= Khalid Zaffar Masoodi =

Indian doctor

Khalid Zaffar Masoodi is an Indian doctor.

==Career==
Masoodi published his first scientific paper in 2013, describing the use of animal model to increase the efficacy of Intermittent Androgen deprivation therapy for prostate cancer patients.

From 2010 to 2015 The focus of his research was extensively on 3 aspects of Drug discovery and gene discovery against Prostate cancer.
1. Modifying old therapies for Prostate cancer
2. Drug discovery for treating Prostate cancer using small molecule inhibitors (nanoparticles)
3. Gene discovery for prostate cancer that can act as new targets for different therapies.
i.	Androgen deprivation therapy (ADT) is the standard treatment for patients with prostate-specific antigen progression after treatment for localized prostate cancer. An alternative to continuous ADT is intermittent ADT (IADT), which allows recovery of testosterone during off-cycles to stimulate regrowth and differentiation of the regressed prostate tumor. His findings suggest that short off-cycle coupled with 5ɑ-reductase inhibition could maximize suppression of prostate tumor growth and, thus improve potential survival benefit achieved in combination with IADT. He found out that the efficacy of IADT can be improved by finasteride or dutasteride administration when short fixed off-cycle intervals are used. Further extrapolating this study in mice he found out that 5α-reductase inhibition in shorter off-cycles of testosterone recovery could maximize tumor growth inhibition during IADT and perhaps increase survival. This finding can be used to help design future clinical trials testing whether 5ARI coupled with short off-cycles can prolong the survival of prostate cancer patients on IADT. For his work Dr. Khalid Masoodi was conferred with Travel Award by the Society of Basic Urology Research (SBUR, USA) for the SBUR 2012 SBUR Fall Symposium held on 15–18 November 2012 at the Trump International Beach Resort in Miami, Florida, USA.

Dr. Khalid Z. Masoodi helped in discovering the role of Four major genes that have a role in prostate cancer progression. The data suggested that DHX15 enhances AR transcriptional activity and contributes to PCa progression through Siah2 mediated ubiquitination of androgen receptor. Another gene Prp8 was shown to be a novel AR cofactor that interacts with NES(AR) and regulates AR function in prostate cancer cells. The study suggested that PABPC1 another candidate is an important AR co-regulator capable of promoting AR nuclear localization and function via interaction with the NTD region. Elevated expression of PABPC1 in prostate cancer specimens is likely to play an important role in prostate carcinogenesis by enhancing AR signalling pathways. Elongation factor, RNA polymerase II, 2 (ELL2) and its pathway genes were shown to play an important role in the development and progression of prostate cancer. For this finding he was conferred with Journal Award for publishing best paper in Endocrinology by Society of Endocrinology, Glasgow, United Kingdom on 19 Nov 2018.

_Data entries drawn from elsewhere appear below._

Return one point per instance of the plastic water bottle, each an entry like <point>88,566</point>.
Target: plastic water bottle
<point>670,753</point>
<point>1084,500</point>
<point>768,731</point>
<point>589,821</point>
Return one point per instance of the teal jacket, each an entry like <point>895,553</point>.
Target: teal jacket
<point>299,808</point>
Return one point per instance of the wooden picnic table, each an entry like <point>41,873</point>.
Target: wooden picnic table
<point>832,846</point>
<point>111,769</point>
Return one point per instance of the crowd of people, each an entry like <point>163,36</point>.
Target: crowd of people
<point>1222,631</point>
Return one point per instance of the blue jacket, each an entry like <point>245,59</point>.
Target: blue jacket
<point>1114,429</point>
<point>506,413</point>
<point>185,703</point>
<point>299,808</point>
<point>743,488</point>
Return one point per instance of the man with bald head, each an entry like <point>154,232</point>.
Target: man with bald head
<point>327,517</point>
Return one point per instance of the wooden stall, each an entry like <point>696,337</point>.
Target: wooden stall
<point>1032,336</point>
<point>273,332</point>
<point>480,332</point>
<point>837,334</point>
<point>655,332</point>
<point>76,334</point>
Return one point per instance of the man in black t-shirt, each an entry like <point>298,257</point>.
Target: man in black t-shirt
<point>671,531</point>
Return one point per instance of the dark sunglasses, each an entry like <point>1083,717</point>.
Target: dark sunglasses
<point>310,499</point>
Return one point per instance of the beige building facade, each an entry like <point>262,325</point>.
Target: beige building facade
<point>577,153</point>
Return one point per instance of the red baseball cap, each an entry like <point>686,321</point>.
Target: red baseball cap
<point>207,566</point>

He and his co-workers described high-throughput high-content screening (HCS) campaign to identify small-molecule inhibitors of AR nuclear localization in the C4-2 CRPC cell line stably transfected with GFP-AR. The implementation of this HCS assay to screen a library of 219,055 compounds led to the discovery of 3 small molecules capable of inhibiting AR nuclear localization and function in C4-2 cells, demonstrating the feasibility of using this cell-based phenotypic assay to identify small molecules targeting the subcellular localization of AR.

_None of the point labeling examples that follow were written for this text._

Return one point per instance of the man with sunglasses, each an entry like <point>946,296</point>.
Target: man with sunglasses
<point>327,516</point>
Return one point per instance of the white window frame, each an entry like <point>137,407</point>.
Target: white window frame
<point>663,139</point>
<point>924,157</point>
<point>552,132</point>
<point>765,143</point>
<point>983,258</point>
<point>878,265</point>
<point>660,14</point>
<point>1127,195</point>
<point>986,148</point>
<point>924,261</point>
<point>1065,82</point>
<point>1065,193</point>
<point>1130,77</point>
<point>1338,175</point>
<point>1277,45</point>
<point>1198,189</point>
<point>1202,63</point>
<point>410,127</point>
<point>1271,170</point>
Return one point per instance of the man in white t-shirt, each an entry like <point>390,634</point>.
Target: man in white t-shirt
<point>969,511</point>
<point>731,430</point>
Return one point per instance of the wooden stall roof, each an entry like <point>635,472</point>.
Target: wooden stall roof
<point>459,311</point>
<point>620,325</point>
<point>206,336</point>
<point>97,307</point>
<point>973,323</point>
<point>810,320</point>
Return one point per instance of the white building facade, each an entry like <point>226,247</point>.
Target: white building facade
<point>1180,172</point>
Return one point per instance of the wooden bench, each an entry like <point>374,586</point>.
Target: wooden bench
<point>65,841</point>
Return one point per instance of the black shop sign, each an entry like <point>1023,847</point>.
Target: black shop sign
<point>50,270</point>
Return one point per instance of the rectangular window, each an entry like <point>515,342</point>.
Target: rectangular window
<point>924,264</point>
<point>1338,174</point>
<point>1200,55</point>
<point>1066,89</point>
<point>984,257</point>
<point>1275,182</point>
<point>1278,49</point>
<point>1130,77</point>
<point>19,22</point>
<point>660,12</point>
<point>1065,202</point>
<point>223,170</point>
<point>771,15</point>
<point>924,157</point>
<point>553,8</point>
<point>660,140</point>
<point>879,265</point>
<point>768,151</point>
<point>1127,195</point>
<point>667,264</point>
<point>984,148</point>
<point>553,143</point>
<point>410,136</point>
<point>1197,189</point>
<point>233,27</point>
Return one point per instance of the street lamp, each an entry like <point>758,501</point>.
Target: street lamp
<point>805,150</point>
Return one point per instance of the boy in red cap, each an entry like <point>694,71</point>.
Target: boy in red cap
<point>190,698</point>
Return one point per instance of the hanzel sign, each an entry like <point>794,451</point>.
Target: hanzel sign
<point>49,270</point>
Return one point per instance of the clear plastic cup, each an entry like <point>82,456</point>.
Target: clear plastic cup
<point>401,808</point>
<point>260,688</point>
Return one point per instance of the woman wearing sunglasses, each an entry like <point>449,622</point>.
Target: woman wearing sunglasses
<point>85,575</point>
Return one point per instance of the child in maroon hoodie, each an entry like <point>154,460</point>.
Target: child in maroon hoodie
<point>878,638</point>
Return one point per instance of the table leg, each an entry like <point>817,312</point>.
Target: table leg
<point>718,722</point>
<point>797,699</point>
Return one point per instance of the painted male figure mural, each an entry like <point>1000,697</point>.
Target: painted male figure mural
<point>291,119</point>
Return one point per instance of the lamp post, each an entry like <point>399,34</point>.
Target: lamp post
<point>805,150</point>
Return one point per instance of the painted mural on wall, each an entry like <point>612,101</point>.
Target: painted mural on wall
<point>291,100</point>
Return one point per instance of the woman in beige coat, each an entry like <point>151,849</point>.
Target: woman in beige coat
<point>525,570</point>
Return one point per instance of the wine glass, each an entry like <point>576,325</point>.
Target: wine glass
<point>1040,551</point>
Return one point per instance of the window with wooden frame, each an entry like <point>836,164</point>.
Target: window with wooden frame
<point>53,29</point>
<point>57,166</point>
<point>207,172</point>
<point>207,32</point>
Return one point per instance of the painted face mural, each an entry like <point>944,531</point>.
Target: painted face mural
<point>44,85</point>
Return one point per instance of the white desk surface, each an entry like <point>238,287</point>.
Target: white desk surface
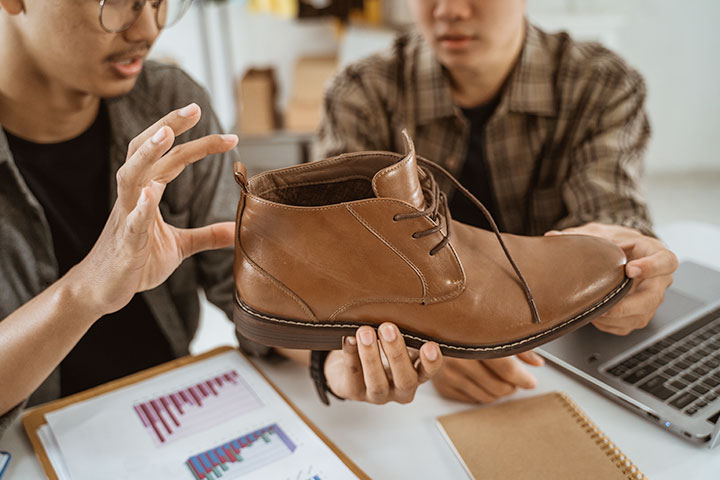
<point>402,441</point>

In 2018, he published four scientific works related to modern biotechnology and cancer research. He discovered three new Synthetic Small Molecules and two Plant based molecules against Prostate cancer,
Furthermore, the three hit compounds provide opportunities to develop novel AR drugs with potential for therapeutic intervention in CRPC patients who have relapsed after treatment with anti-androgens, such as abiraterone and/or enzalutamide. These findings suggest that EPPI, CPPI and IMTPPE the three new small molecules could serve as lead structures for the development of therapeutic agents for CRPC including those resistant to enzalutamide. His achievement was highlighted in national Media.

After joining Sher-e-Kashmir University of Agricultural Sciences and technology of Kashmir he continued working in collaboration with University of Pittsburgh apart from venturing into Agricultural Sciences being a PhD in Plant Biotechnology. He started working on medicinal plants and various biotic and abiotic stress in agriculture/horticulture crops. The Himalayan region of J&K being a rich repertoire of around 3054 medicinal and aromatic plant species (MAPs) that are endogenous to Kashmir valley and were not explored for anticancer properties against prostate cancer through Transcriptomics. He consolidated 150 Medicinal plants in form of the first book he published.

Simultaneously at SKUAST-Kashmir he started working on Cold tolerance in tomato and Biotic stress like Apple Scab and Chili wilt. He conducted a thorough study on Apple scab pathogen from all regions of J&K for the first time. While working on Scab he deciphered the whole transcriptome of Apple of endogenous varieties for the first time (GEO, NCBI.nlm.nih.gov).